The Harvest of the McKinley School Garden

By Sam Nelson

Tucked away in Boston’s South End, surrounded by French-inspired boutiques and expensive coffee shops, sits the McKinley School. Though the school is often overlooked when compared to neighboring brownstones, its black iron gate stands with humble prestige.

The McKinley School has an unconventional approach to education. With a curriculum specifically geared toward students with special emotional, behavioral and learning needs, the school incorporates out-of-the-classroom techniques. By giving students a hands-on learning experience, students are engaged and can relate the lesson to the outside world. The school’s outdoor garden is an example of their outdoor learning strategy.

First conceived five years ago, the student-run garden grows a host of vegetables: kale, collards, basil, tomatoes, herbs, eggplants, tomatillos and peas.


“The McKinley kids really get involved in the whole process here,” said Laura Kakalecz, former Branch Out Program Manager. Kakalecz works with groups of McKinley third graders and middle schoolers every week in the garden.

According to Kakalecz, teachers discover new shades of their students’ personalities by exposing them to new experiences. “They do a lot of seeding, transplanting, watering, harvesting, and helping with the hydroponics system. The garden is an accessible outdoor space for learning, play, and healing, which engages students in a different way than classroom learning,” said Kakalecz.

Gardening is an extension of the students’ science curriculum – by participating in the planting and harvesting process, the students have the opportunity to observe the biological processes described by their teachers.


“McKinley has an awesome STEM program set-up, and its garden is a great extension of that,” said Kakalecz.

The garden’s harvested food goes to the Haley House, a soup kitchen near the McKinley School. The garden began as an idea proposed by Haley House and grew into a mutually beneficial partnership with McKinley.
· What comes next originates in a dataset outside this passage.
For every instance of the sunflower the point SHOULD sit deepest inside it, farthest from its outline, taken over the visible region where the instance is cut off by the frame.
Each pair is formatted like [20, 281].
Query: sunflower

The students learn about the Haley House mission, to help individuals regain wholeness and economic independence, while broadening their understanding of science.


After a harvest, McKinley students often bring food directly to the Haley House kitchen. “The kids love passing by and knowing that what they’re growing is being cooked into meals for people who need it,” said Kakalecz. “Meeting partners outside the school helps them see how they are bigger than just themselves,” she said.

McKinley’s partnership with the Haley House teaches students about the intersectional nature of environmental awareness, food security and poverty. I’d say this is far more valuable than memorizing time tables or studying vocabulary terms. It’s a human experience.

“Food is our language,” said Kakalecz. And the students of McKinley are native speakers.